Yo había repetido la frase de un antiguo amigo que hacía Derecho, sin pensar lo que estaba diciendo y mucho menos que estaba diciendo estupro. Cuando menos, se trataba de un término inoportuno en aquella situación. Sin embargo, decidí tirar adelante, como si nada, confiando en que Rosana no supiera qué significaba y tampoco le diera por intentar averiguarlo. Completé el chiste como lo hacía mi antiguo amigo:

– En el estupro usas la astucia. En el arrendamiento pagas.

Rosana se quedó pensando y eso no me gustó. Al fin, me ofreció la conclusión a que había llegado:

– El fallo aquí es que yo soy mucho más astuta que tú. Tendrás que pagarme algo.

Sólo me cabía seguirle el juego:

– No puedo pagar mucho.

– Te haré un descuento. O mejor te obligaré a que robes el banco. Las mujeres malas siempre obligan a los hombres honrados a robar bancos, o el dinero de la nómina. Los hombres honrados se hunden y las mujeres malas se largan con golfos guapos que las apalean.

– ¿Dónde has aprendido tantas cosas que no son de tu edad? No me puedo creer que sólo en la tele.

– Escucho cuando hablan, y leo algún libro. Es fácil enterarse de lo que no quieren que sepas. Leí la Gran Enciclopedia de la Vida Conyugal con diez años. Me llamó la atención que estuviera en lo más alto de la estantería. Subí una silla encima de otra y descubrí por qué. Todo me daba mucho asco hasta que un día me acordé de las fotos y de repente ya no me dio tanto. También sé dónde guarda mi padre el dinero negro. Primero tuve que aprender que no era dinero pintado con tinta, sino una especie de dinero ilegal que papá saca de las obras. ¿No me vas a preguntar dónde está?

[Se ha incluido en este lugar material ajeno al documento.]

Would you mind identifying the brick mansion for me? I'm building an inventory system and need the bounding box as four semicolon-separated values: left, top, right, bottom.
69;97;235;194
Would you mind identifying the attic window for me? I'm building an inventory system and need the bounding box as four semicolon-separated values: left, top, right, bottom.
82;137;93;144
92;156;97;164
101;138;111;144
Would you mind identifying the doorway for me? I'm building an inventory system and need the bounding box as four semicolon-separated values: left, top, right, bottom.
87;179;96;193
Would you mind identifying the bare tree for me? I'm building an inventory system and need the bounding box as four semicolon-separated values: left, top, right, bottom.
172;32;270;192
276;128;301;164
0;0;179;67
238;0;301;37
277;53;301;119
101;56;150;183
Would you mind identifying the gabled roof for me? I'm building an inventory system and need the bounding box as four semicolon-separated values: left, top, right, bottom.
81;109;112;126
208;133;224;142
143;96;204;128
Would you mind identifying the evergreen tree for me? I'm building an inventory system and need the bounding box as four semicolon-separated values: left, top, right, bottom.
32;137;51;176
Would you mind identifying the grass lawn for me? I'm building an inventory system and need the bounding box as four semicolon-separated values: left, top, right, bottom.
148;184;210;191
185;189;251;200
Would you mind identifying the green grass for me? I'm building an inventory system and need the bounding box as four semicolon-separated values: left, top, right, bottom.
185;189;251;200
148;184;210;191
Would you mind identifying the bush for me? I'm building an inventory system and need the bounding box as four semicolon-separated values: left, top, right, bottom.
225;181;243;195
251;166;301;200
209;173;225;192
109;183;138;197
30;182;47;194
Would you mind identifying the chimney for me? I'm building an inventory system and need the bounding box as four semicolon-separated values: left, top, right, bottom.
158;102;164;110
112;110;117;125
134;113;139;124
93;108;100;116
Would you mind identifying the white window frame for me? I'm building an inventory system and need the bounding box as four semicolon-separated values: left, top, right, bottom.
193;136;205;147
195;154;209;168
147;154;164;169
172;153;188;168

– A mí el dinero de tu padre ni me va ni me viene. Ni el negro ni el blanco. Lo siento si te defrauda. A lo mejor creías que era un ladrón.

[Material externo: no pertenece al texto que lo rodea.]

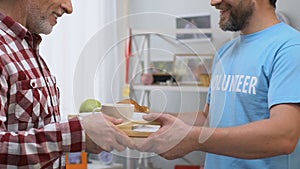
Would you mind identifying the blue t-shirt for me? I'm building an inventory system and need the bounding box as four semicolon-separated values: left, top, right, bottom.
205;23;300;169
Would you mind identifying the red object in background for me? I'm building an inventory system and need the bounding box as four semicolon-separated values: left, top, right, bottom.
175;165;204;169
125;28;132;84
142;73;154;85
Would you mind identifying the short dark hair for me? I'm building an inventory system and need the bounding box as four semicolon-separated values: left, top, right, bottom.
270;0;277;8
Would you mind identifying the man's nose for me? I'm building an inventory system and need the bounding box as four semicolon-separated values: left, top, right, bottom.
210;0;223;6
60;0;73;14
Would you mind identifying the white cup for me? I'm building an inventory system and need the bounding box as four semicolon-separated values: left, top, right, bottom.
101;104;134;122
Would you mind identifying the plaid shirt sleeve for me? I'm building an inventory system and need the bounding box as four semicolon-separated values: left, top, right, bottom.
0;13;85;169
0;58;85;168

– No me parecía. Pero por si acaso -rió Rosana.

Había previsto que Rosana pagaría una entrada reducida, no por avaricia, sino por algún escrúpulo tardío. Pero de catorce años para arriba todos los gatos eran pardos, o sea, costaban quinientas. Era una tontería y daba lo mismo si yo me consolaba o no, porque el que le doblara de sobra la edad a aquella cría o lo veía bien Dios y no había de qué preocuparse o lo veía mal y entonces ya podía conseguir dispensa del papa que estaba frito. Pero me consoló que al menos tuviera edad para no recibir bonificación en la piscina.

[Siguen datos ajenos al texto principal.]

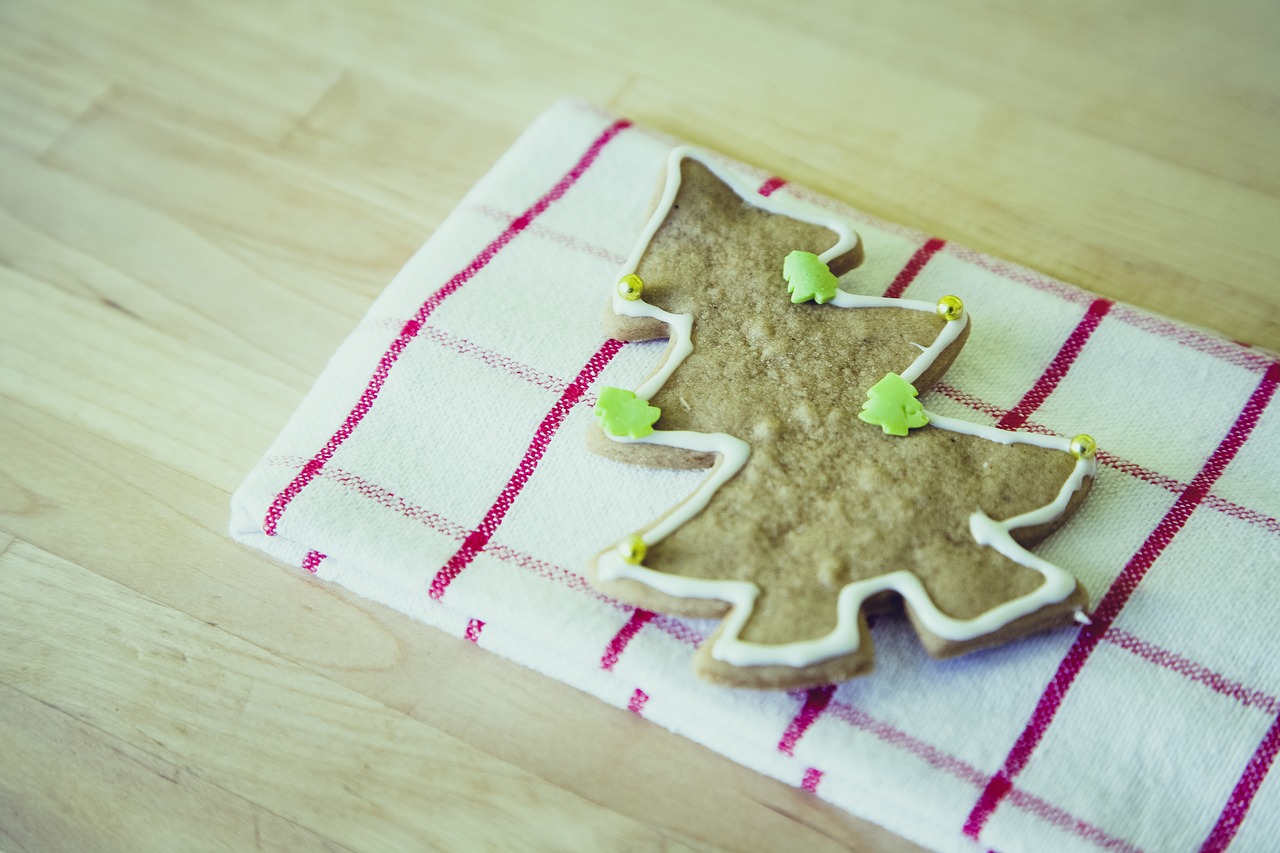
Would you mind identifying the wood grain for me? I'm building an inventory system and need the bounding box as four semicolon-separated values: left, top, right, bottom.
0;0;1280;850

Después de la taquilla nos separamos. Rosana pasó al vestuario femenino y yo al propio de mi sexo, donde siempre huele a pies y a sudor rancio, dos de las muchas secuelas indeseables del deporte y de la falta de higiene. Yo llevaba el bañador debajo del pantalón y atravesé por el repulsivo lugar sin detenerme, esquivando los charcos que salpicaban el pavimento. Al otro lado estaban las praderas, moderadamente concurridas. Esperé unos diez minutos y entonces apareció Rosana, en biquini.